Thursday, February 24, 2005

Student finance committee resigns en masse 

It's odd that this appears in an opinion column and not in a regular news story in the University Chronicle.

On Feb. 17, 2005 the entire Finance Committee resigned. The letter of resignation stated student government's executive board actions created an "extenuating hostile environment," and also stated "the executive board's objectives and our goals do not align." Some of these frustrations stemmed from "...consistent and open engagement in bias representation of students organizations."

SFC felt its "ethical and business principles" were compromised. SFC saw only two options; follow the politics of being made "puppets" of student government by consistently "chastising" organizations the executive members disliked, or resign. The resignation letter also voiced other concerns relating to "meddling in our daily activities, threatening to impeach based on unfounded claims and... contempt toward finance members." The committee's resignation letter quoted the president of student government, having said "we hired you and you must do what we say," in so doing "violating SFC policies, and unfairly representing students."

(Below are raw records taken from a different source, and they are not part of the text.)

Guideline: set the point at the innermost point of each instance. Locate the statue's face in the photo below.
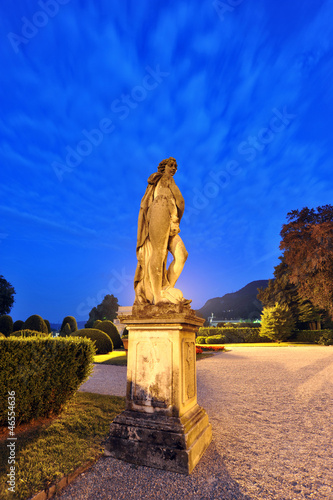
(171, 167)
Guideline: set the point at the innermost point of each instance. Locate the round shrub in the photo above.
(6, 325)
(111, 330)
(65, 331)
(72, 323)
(326, 338)
(29, 333)
(102, 341)
(18, 325)
(48, 326)
(35, 323)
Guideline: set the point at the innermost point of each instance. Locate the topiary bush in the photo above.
(102, 341)
(277, 322)
(6, 325)
(48, 326)
(215, 339)
(18, 325)
(110, 329)
(42, 374)
(35, 323)
(72, 323)
(29, 333)
(311, 336)
(326, 337)
(66, 331)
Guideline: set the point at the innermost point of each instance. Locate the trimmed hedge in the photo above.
(231, 335)
(111, 330)
(48, 326)
(6, 325)
(102, 341)
(29, 333)
(65, 331)
(72, 323)
(18, 325)
(314, 336)
(326, 338)
(42, 373)
(35, 323)
(215, 339)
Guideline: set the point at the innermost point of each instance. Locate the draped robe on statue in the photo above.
(149, 204)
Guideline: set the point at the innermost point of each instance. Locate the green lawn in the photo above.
(113, 358)
(46, 453)
(266, 344)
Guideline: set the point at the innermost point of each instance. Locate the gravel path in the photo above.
(272, 415)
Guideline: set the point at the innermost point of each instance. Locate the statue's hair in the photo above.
(163, 163)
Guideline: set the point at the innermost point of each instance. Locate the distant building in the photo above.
(213, 321)
(122, 310)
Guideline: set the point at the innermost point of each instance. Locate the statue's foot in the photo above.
(173, 296)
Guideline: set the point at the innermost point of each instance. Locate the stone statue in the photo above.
(162, 207)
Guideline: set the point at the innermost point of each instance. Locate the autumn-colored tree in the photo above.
(7, 293)
(307, 241)
(277, 322)
(281, 290)
(106, 310)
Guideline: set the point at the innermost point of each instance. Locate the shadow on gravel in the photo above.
(218, 482)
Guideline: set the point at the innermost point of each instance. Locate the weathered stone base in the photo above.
(164, 442)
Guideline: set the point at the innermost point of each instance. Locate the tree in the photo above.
(7, 293)
(307, 241)
(106, 310)
(277, 322)
(282, 290)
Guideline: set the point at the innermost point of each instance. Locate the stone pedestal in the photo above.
(162, 426)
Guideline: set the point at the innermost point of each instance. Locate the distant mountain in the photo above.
(238, 305)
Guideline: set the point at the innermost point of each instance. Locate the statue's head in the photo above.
(164, 163)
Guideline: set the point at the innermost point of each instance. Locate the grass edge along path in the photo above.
(47, 453)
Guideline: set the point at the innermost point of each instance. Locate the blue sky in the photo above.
(95, 94)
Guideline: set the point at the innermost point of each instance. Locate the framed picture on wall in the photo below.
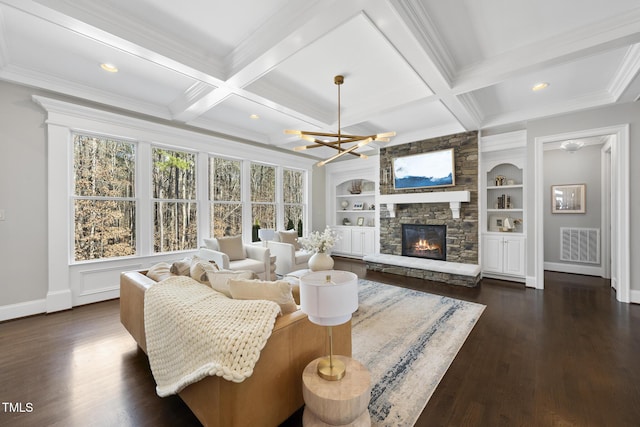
(570, 198)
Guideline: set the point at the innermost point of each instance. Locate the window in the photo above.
(293, 189)
(263, 196)
(225, 196)
(174, 200)
(104, 198)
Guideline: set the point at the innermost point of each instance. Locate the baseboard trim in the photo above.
(22, 309)
(574, 268)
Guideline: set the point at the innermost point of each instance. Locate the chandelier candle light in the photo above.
(338, 141)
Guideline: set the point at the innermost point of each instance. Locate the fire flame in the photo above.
(424, 245)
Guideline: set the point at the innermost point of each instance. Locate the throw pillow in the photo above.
(278, 291)
(233, 247)
(290, 237)
(200, 268)
(219, 280)
(159, 272)
(181, 268)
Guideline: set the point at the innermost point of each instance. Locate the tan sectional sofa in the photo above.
(273, 392)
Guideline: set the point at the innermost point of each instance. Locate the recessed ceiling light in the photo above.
(109, 67)
(539, 86)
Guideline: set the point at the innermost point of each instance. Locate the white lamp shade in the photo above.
(329, 303)
(266, 234)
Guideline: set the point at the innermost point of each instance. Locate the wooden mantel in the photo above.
(454, 198)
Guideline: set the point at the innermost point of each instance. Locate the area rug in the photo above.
(407, 339)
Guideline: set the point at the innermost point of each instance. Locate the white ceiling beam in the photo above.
(570, 46)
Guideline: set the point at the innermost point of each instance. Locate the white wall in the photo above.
(580, 121)
(23, 197)
(561, 167)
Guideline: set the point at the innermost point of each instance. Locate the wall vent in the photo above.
(580, 245)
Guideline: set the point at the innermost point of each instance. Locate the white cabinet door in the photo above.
(357, 242)
(343, 243)
(503, 254)
(514, 256)
(492, 253)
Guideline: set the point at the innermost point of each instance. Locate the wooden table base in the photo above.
(337, 403)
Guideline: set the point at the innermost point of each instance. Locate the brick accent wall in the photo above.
(462, 233)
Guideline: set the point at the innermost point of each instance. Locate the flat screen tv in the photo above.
(432, 169)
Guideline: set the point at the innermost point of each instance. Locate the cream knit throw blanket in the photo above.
(193, 332)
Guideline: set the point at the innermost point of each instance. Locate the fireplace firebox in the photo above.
(424, 241)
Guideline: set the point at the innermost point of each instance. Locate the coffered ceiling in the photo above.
(422, 68)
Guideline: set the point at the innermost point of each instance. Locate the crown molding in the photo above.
(626, 73)
(29, 77)
(4, 49)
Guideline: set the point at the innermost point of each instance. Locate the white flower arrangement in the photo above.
(319, 242)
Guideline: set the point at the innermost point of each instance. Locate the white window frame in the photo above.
(70, 284)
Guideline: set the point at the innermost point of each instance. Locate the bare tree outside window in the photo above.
(175, 205)
(263, 195)
(225, 196)
(104, 198)
(293, 195)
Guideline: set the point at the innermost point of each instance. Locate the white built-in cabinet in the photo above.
(351, 206)
(503, 206)
(503, 255)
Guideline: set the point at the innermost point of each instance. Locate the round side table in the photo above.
(337, 403)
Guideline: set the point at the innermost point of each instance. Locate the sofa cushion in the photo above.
(219, 280)
(160, 271)
(278, 291)
(249, 264)
(302, 257)
(233, 247)
(200, 268)
(182, 267)
(291, 237)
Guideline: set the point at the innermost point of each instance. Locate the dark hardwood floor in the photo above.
(565, 356)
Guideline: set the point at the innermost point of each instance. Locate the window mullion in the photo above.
(144, 220)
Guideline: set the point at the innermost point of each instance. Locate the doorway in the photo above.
(618, 150)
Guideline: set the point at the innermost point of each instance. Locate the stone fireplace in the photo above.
(454, 208)
(424, 241)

As I understand the student handbook at SCSU, any decision by the student finance committee has to be approved by 2/3 vote of student government, so in some sense there is a veto of SFC available to student government anyway. But this, in light of student government's continued radicalism on issues like Support the Court, would seem to indicate that student government is not only practicing Soviet ideology but also Soviet political methods. If I wrote this opinion piece, I'd worry about late-night visitors.
At a meeting SFC discussed the future of this leadership noting "Student Government's attempt to put their hands on everything will simply lead to their downfall and a misrepresentative legacy." As one SCSU administrator noted, "leadership fails when it tries to micromanage or put it's hands on everything for the sake of power."

I wonder why the student newspaper, uniquely positioned to get at this story, hasn't investigated and reported more on this development?